L’intrigue demeure profondément humaine. Le récit suit un adolescent convaincu d’être la réincarnation de Maharaja Ranjit Singh, figure historique de l’Empire sikh. L’histoire se déploie entre identité, mémoire et tensions sociales, incluant également des références aux émeutes anti-sikhs de 1984. Un paradoxe évident : tandis que le récit plonge ses racines dans la mémoire et l’identité, sa représentation visuelle naît d’un processus entièrement numérique, dépourvu d’interprétations physiques et de présence réelle.

Le choix de l’IA ne relève pas d’une simple curiosité artistique. Au contraire, il obéit à une logique claire : faire chuter les coûts et simplifier la production. Singh lui-même l’a expliqué sans détour à l’AFP :

"Il n’y a pas de cachets pour les acteurs, pas de problèmes s’ils arrivent en retard ou s’ils provoquent des retards. Il n’y a pas de plateaux. C’est la pure créativité de l’esprit et de la machine".

Une déclaration qui met en lumière le véritable nœud du problème : l’élimination des métiers traditionnels, des techniciens aux artistes, remplacés par des algorithmes. Une transformation qui pourrait redéfinir tout le système de production, mais aussi réduire drastiquement les opportunités d’emploi dans le secteur.
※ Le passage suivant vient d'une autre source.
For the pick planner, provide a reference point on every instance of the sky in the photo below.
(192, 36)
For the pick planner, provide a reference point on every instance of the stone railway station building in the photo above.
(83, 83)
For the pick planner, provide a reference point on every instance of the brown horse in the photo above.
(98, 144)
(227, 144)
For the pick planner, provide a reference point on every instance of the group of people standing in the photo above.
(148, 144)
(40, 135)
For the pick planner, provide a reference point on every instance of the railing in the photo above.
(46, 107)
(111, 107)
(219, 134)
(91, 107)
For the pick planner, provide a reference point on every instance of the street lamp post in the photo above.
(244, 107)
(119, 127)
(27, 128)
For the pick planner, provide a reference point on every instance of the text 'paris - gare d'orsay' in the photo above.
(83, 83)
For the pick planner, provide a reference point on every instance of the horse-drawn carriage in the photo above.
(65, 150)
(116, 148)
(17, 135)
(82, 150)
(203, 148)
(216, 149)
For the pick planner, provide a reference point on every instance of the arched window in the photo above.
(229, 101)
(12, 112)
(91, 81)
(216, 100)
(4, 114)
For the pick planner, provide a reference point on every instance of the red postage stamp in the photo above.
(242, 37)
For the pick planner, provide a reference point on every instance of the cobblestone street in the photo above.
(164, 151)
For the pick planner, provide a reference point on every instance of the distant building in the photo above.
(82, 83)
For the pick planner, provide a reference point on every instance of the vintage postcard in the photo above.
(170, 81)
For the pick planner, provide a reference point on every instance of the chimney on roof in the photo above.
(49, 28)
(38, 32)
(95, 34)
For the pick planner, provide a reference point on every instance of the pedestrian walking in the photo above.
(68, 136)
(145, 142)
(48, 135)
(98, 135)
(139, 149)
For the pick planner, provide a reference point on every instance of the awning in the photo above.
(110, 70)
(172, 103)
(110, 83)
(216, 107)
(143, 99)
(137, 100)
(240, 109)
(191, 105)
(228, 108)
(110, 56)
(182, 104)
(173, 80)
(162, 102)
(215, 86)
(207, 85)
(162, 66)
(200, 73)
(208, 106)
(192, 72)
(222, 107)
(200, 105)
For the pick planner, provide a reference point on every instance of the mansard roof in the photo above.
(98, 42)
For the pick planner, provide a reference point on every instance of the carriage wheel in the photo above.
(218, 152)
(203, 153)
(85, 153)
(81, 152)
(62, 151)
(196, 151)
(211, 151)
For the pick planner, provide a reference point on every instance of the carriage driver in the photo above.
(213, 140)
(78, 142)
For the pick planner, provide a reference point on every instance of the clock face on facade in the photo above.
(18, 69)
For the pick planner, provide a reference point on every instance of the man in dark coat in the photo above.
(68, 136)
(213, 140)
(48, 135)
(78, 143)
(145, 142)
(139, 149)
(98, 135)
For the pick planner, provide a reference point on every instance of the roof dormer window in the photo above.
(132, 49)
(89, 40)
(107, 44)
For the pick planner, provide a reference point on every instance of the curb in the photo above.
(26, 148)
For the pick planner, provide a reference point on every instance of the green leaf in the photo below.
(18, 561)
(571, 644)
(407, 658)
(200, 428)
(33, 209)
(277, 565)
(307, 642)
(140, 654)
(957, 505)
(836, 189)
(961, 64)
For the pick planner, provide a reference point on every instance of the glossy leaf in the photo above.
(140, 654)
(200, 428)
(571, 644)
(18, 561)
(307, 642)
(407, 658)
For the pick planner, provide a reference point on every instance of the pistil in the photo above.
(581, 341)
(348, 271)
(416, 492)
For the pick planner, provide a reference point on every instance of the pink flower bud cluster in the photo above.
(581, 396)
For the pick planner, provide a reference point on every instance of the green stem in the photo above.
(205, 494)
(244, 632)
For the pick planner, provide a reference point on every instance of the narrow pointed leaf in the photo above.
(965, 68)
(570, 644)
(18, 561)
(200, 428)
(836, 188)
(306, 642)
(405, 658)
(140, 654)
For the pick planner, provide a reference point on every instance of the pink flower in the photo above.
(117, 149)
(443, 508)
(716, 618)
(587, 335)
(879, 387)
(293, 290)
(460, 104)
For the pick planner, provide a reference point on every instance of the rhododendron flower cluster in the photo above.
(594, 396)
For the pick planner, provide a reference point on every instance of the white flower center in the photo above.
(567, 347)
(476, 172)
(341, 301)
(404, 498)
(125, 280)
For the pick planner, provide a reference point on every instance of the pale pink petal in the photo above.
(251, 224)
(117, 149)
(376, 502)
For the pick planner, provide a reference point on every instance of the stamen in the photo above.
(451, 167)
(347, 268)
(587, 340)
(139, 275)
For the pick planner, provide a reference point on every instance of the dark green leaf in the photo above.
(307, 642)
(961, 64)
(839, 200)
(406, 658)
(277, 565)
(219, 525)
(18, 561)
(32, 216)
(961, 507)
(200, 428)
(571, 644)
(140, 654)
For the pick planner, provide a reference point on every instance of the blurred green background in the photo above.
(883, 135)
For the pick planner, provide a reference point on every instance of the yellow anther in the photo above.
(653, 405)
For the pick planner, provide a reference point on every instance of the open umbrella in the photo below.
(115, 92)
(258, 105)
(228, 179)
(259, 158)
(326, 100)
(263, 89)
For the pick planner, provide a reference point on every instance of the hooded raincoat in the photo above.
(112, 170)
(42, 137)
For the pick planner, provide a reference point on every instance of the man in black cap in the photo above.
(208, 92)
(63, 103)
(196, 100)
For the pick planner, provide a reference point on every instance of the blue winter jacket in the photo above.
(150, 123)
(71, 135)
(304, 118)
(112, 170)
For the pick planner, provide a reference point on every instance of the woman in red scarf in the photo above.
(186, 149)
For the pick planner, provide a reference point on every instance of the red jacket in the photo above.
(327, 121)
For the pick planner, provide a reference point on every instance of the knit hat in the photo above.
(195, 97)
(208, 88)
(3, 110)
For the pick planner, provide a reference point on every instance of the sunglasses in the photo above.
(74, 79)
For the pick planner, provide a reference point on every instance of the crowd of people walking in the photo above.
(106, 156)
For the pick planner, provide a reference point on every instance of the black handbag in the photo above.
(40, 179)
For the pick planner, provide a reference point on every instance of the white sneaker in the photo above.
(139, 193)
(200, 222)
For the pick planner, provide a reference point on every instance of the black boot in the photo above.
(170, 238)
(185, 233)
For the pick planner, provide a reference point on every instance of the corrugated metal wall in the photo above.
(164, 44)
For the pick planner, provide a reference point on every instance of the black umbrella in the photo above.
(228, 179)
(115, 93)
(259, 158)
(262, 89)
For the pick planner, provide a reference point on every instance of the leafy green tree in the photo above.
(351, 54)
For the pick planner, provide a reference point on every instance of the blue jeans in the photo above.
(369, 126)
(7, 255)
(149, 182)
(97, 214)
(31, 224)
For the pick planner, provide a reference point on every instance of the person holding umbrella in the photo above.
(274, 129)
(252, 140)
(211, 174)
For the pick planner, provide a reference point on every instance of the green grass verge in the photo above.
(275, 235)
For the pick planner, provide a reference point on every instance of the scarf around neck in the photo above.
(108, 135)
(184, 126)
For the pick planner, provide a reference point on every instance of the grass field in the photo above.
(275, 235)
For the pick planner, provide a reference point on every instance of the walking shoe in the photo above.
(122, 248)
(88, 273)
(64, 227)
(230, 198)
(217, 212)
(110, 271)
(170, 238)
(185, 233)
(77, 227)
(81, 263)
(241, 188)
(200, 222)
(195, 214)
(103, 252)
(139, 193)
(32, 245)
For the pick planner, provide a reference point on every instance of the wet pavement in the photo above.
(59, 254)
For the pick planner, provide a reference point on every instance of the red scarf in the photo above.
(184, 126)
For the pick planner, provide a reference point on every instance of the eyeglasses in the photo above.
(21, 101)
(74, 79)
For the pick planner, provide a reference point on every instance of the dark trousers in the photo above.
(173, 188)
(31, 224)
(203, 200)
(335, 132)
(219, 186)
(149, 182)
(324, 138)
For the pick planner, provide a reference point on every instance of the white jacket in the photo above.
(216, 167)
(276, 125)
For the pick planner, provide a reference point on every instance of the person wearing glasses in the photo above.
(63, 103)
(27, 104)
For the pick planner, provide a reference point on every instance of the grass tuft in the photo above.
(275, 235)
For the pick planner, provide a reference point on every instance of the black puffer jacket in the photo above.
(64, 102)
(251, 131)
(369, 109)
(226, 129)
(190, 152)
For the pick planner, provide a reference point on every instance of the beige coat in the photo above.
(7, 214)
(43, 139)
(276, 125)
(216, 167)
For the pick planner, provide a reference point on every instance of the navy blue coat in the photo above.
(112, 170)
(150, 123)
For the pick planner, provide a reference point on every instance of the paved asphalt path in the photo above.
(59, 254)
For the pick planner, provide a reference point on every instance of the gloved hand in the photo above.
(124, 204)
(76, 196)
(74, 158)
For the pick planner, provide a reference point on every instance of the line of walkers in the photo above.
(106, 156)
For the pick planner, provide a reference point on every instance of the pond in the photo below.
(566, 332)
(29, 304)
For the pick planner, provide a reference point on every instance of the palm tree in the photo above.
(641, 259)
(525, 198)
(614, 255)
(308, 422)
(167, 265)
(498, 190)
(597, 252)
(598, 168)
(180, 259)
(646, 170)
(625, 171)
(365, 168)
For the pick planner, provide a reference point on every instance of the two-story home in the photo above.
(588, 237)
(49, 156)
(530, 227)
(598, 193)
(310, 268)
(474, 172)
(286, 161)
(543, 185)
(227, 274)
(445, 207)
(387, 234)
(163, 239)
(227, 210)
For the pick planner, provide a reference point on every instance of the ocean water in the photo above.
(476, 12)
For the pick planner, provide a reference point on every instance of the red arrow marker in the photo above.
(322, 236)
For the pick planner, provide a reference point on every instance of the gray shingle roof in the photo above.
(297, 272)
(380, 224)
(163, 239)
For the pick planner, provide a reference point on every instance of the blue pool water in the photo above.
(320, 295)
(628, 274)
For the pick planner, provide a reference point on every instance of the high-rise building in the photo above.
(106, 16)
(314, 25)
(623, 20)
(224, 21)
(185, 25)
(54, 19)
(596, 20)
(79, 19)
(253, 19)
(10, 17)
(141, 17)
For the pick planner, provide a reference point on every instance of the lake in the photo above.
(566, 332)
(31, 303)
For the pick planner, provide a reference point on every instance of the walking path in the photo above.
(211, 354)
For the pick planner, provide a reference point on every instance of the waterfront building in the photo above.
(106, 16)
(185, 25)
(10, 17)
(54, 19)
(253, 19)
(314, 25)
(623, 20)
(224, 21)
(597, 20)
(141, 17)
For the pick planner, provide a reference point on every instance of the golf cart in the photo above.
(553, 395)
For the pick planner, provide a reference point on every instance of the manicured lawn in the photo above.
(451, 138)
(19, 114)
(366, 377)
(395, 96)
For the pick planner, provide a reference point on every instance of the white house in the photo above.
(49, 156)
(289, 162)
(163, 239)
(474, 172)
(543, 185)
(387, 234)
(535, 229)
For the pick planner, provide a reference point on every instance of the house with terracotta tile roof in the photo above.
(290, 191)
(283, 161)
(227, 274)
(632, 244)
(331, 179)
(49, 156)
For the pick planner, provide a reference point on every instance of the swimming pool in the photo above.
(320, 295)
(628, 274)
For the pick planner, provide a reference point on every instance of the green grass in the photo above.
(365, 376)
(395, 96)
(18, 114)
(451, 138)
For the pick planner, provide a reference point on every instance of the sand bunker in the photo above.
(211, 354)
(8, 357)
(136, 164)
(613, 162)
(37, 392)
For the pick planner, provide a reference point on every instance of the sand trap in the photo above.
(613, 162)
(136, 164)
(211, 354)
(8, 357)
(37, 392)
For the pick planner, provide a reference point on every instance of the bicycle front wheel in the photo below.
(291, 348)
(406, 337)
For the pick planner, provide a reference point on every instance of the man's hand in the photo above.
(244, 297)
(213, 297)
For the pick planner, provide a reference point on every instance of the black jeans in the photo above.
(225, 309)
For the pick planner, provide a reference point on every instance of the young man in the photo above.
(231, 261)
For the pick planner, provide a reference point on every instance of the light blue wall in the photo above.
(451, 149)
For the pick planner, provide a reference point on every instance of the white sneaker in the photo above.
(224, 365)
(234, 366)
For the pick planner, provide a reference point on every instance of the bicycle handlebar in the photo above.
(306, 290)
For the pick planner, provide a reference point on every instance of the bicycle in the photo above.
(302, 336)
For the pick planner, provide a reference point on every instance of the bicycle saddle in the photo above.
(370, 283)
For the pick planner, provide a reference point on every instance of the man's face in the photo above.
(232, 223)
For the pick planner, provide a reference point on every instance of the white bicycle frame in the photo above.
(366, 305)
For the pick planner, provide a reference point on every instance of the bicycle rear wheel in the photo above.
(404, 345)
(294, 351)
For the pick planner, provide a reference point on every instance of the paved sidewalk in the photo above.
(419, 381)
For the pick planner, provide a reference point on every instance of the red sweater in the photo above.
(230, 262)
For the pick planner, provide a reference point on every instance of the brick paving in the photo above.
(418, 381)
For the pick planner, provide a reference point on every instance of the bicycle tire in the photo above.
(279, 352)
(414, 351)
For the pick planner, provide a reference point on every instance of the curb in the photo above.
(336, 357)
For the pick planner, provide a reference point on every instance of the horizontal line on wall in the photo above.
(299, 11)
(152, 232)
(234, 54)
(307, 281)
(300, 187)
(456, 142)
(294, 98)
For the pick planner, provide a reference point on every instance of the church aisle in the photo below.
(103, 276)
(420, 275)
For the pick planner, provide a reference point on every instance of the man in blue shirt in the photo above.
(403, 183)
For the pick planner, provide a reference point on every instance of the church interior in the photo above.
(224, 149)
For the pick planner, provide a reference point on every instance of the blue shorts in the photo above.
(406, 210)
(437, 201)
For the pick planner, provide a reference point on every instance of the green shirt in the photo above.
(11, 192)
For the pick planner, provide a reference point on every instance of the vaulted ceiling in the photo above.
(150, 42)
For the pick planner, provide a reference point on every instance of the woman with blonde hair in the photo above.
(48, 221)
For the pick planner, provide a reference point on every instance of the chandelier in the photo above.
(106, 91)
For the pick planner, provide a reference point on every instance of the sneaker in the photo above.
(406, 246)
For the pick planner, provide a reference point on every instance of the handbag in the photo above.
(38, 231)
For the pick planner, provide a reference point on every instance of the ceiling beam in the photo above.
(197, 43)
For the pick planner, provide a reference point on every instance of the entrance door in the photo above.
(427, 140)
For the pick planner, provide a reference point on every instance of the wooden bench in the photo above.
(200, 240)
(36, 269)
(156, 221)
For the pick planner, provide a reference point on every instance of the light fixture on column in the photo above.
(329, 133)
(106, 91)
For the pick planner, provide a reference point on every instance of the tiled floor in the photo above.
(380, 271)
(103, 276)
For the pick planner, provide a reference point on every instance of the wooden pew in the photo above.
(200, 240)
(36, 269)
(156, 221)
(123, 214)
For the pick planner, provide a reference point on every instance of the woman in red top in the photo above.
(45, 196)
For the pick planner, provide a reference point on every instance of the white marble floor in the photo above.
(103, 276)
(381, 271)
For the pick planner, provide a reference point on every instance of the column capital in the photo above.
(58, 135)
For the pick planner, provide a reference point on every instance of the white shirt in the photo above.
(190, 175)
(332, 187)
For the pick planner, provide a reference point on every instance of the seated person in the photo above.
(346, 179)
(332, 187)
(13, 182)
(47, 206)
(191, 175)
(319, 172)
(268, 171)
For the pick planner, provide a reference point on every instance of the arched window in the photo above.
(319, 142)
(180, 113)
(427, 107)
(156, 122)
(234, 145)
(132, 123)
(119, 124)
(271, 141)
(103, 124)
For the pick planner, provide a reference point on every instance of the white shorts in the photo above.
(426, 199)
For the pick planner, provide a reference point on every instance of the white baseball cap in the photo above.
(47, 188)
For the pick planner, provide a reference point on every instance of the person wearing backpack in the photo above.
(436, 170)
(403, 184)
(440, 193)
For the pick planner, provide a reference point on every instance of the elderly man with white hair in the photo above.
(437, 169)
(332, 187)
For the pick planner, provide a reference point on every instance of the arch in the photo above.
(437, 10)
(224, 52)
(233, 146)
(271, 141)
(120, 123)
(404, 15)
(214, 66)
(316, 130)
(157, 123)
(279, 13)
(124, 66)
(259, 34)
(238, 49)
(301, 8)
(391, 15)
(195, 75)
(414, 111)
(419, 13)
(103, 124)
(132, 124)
Pour l’instant, aucune date de sortie n’est fixée : on évoque l’été 2026 pour les salles indiennes, mais tout reste très incertain, le projet ayant déjà accumulé plus d’un an de retard. La raison ? La technologie évolue si vite qu’elle impose une mise à jour constante du matériel, dans la tentative d’éviter un effet déjà "dépassé" au moment de la sortie. Et pourtant, les premiers extraits montrent encore des limites évidentes : les personnages paraissent artificiels, avec des expressions peu naturelles et un rendu visuel qui peine à rivaliser avec le cinéma traditionnel.

Sans surprise, les producteurs eux-mêmes reconnaissent que des genres comme le fantasy, le mythologique et la science-fiction se prêtent mieux à ce type de production, justement parce qu’ils sont moins contraints par le réalisme. Malgré cela, le film vise haut, certaines rumeurs évoquant une possible présence au Festival de Cannes 2026. La compétition s’annonce toutefois déjà vive : d’autres projets indiens basés sur l’IA, comme Chiranjeevi Hanuman: The Eternal ou Love You, pourraient arriver plus tôt sur le marché.

"Maharaja in Denims" n’est pas seulement un film, mais un tournant. La question n’est pas de savoir si l’IA s’installera durablement dans le cinéma, mais comment elle le fera. D’un côté, elle offre des outils puissants pour expérimenter de nouveaux langages visuels ; de l’autre, elle risque de transformer l’industrie en un système toujours plus centralisé et automatisé, où la créativité humaine se voit comprimée au nom de l’efficacité.

Le plus grand danger n’est pas technologique, mais culturel : un cinéma qui perd ses imperfections, ses interprétations et sa présence humaine pourrait devenir techniquement impeccable, mais émotionnellement distant. Et c’est peut-être justement là, dans les failles de l’imperfection, que le cinéma a toujours trouvé sa vérité.